[MD] On Indian Values (Part I?)
Arlo Bensinger
ajb102 at psu.edu
Thu Apr 27 14:34:55 PDT 2006
[Platt to Scott]
However, the influence of the Iroquois Confederacy on the formation of the
American republic continues to be debatable among historians.
[Arlo]
Maybe so. But its intriguing to me that all the opponents mentioned in your
article are staunch conservatives. From Will to Bjork, D'Souza and Pat
Buchanan. One wonders then if there is "conspiracy" to advance the notion,
or "conspiracy" to deny it. Given your unwavering Party Support, I'd say
you see these people are honest, free thinking scholars, and anyone who
advances the IC as an evil, lying, leftist Marxist. Maybe the truth lies in
between.
[Platt to Scott]
Any relation of Pirsig's ideas about Indians to current political debates,
like comparing Indian temperate behavior to liberals and white men's
rapacious conduct to conservatives, is ludicrous.
[Arlo]
Which only shows you either don't read what I write, or in your eagerness
to warp everything into your dichotomy you neglect even the most evident text.
I said, "Indeed, I could go line-by-line through Lila (as I started to do)
and make the case that with little change the Victorian-Indian conflict
parallels nearly verbatim the Conservative-Liberal conflict "as the Party
Jesters present it". (Note this last emphasis. This is why I find their
dichotomy illusionary and distortive. But you'll hear more on this later.)
See. Note that part again. "As the Party Jesters present it". It is you, in
your ongoing inane dichotomy that parallels the Victorian-Indian conflict
very neatly. It is the conflict that Pirsig wrote about, within the
American psyche, between European and Indian values, between "freedom and
order", that is an American cultural crisis. It is this conflict, that YOU,
in your absolute devotion to Party Orthodoxy, represent in your warped and
distorted way, as paralleling this conflict.
You had said, "Indian values not suited for modern life", and yet have not
answered which of these that Pirsig talked about you find "unfitted". Among
all that I could find described by Pirsig as "Indian values", the only
possible ones that could be part of your statement are "punctuality,
attention to detail, and subordination to authority". Pirsig did, of
course, say the Indian did not hold these three values, and was so unsuited
for complex, technological life. Fair enough.
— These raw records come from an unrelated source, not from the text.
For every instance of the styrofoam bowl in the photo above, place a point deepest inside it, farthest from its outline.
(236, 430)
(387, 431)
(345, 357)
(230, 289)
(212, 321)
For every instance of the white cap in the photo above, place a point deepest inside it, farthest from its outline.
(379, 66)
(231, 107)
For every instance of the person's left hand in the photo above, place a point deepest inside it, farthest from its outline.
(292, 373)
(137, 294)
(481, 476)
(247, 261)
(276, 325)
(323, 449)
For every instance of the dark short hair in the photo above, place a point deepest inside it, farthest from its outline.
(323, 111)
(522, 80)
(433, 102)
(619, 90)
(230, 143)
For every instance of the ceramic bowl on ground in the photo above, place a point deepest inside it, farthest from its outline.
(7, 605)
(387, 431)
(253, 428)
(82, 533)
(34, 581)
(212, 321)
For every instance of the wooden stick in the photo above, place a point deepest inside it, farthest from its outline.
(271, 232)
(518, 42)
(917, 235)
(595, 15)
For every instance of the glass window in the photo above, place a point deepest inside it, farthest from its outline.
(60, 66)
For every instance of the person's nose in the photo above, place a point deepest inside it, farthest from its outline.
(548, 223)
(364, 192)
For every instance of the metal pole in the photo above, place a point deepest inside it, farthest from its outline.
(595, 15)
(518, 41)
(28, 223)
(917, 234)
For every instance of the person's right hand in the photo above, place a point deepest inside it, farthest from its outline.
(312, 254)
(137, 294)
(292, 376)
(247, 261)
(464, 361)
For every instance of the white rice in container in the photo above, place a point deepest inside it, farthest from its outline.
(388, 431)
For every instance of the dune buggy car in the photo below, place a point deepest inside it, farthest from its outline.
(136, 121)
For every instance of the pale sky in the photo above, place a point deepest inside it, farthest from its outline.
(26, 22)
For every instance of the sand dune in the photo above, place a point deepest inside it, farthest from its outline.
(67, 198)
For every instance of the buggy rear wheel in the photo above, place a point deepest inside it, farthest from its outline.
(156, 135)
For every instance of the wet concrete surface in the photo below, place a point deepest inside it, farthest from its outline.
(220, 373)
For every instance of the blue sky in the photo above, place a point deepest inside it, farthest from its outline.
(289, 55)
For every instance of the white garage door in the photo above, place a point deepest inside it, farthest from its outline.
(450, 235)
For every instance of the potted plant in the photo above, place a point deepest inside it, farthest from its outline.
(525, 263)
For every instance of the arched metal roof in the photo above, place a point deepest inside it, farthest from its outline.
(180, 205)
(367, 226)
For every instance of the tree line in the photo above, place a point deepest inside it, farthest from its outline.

The only other "value" Pirsig mentions is "social equality" contrasted with
Victorian "social superiority". So, I added that to your list. Giving us
this....
Of the Indian values unsuited for modern life, there are non-punctuality,
inattention to detail, refusal to subordinate to authority and social equality.
If I've missed something in Pirsig, if you can find some "Indian value"
that I missed, that was part of your dismissal of Indian values as
"unfitted", please, please, please let me know.
Barbarism was not a sole trait of the Indians, biological savagery was the
nature of MAN (according to Pirsig), and the Europeans evidence as much
villainy as the Indians they so despised.
As for your otherwise dismissal of 98% of what Pirsig expounded upon at
length about the Indian, I'll lump this with ZMM, the peyote experience and
all the other HUGE segments of Pirsig you ignore in favor of one or two
small soundbites. And for you to accuse me of ignoring 1% of what Pirsig
wrote, when you ignore more than half, continues to be quite amusing.